HAVANA, September 15 (RIA Novosti) - The chief of the Russian General Staff has arrived in Cuba for a working visit at the invitation of the Cuban military leadership.

Gen. Nikolai Makarov, who landed in Havana late on Monday, will meet with his Cuban counterpart Gen. Alvaro Lopez Miera and other top brass, and "visit a number of military installations," Russian Ambassador in Cuba Mikhail Kamynin said.

Although the Cuban leadership has repeatedly said it has no intention of resuming military cooperation with Russia after the surprise closure of the Russian electronic listening post in Lourdes in 2001, bilateral military ties seem to have been improving following the visit of Russian Security Council chief Nikolai Patrushev and Russian Deputy Prime Minister Igor Sechin to Cuba in July last year.

A group of Russian warships, led by the Admiral Chabanenko destroyer visited Cuba in December during a Caribbean tour.
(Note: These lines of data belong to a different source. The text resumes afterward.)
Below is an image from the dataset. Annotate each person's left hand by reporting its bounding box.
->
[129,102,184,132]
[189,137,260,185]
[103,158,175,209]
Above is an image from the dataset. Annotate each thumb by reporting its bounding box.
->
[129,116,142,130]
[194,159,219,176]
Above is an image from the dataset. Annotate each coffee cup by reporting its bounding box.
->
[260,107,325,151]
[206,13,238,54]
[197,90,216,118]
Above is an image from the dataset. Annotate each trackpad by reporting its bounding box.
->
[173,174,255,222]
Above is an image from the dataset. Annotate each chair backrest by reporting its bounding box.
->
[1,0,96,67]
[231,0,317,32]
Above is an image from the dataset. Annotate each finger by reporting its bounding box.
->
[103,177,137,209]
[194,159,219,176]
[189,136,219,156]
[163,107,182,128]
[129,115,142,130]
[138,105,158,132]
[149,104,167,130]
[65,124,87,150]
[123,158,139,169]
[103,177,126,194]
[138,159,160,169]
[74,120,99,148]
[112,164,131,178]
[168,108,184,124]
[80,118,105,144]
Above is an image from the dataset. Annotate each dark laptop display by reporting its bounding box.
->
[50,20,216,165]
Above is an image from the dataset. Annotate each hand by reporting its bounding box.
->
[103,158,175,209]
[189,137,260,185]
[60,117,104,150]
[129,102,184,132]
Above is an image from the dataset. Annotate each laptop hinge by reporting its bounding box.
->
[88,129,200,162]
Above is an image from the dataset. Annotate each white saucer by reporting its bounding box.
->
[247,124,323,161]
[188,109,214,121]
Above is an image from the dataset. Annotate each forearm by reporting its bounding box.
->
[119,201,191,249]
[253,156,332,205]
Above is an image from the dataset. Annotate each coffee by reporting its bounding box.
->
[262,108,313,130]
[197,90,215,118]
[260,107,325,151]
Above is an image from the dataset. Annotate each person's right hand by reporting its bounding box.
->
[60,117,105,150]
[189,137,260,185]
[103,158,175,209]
Moscow had a military presence on Cuba for almost four decades after the Cuban crisis, maintaining an electronic listening post at Lourdes, about 20 kilometers (12 miles) from Havana, to monitor U.S. military activity and communications.

The Lourdes facility, the largest Russian SIGINT site abroad, was shut down in October 2001.

The facility covered a 28 square-mile area, with 1,000-1,500 Russian engineers, technicians, and military personnel reportedly working at the base, which was believed to cost Russia $200 million a year to run.

The complex was capable of monitoring a wide array of commercial and government communications throughout the southeastern United States, and between the United States and Europe.

Lourdes intercepted transmissions from microwave towers in the United States, communication satellite downlinks, and a wide range of shortwave and high-frequency radio transmissions.

Some Russian military sources have recently indicated that if a political decision is made Moscow could resume operations at the Lourdes facility and also use airbases in Cuba for refueling of strategic aircraft.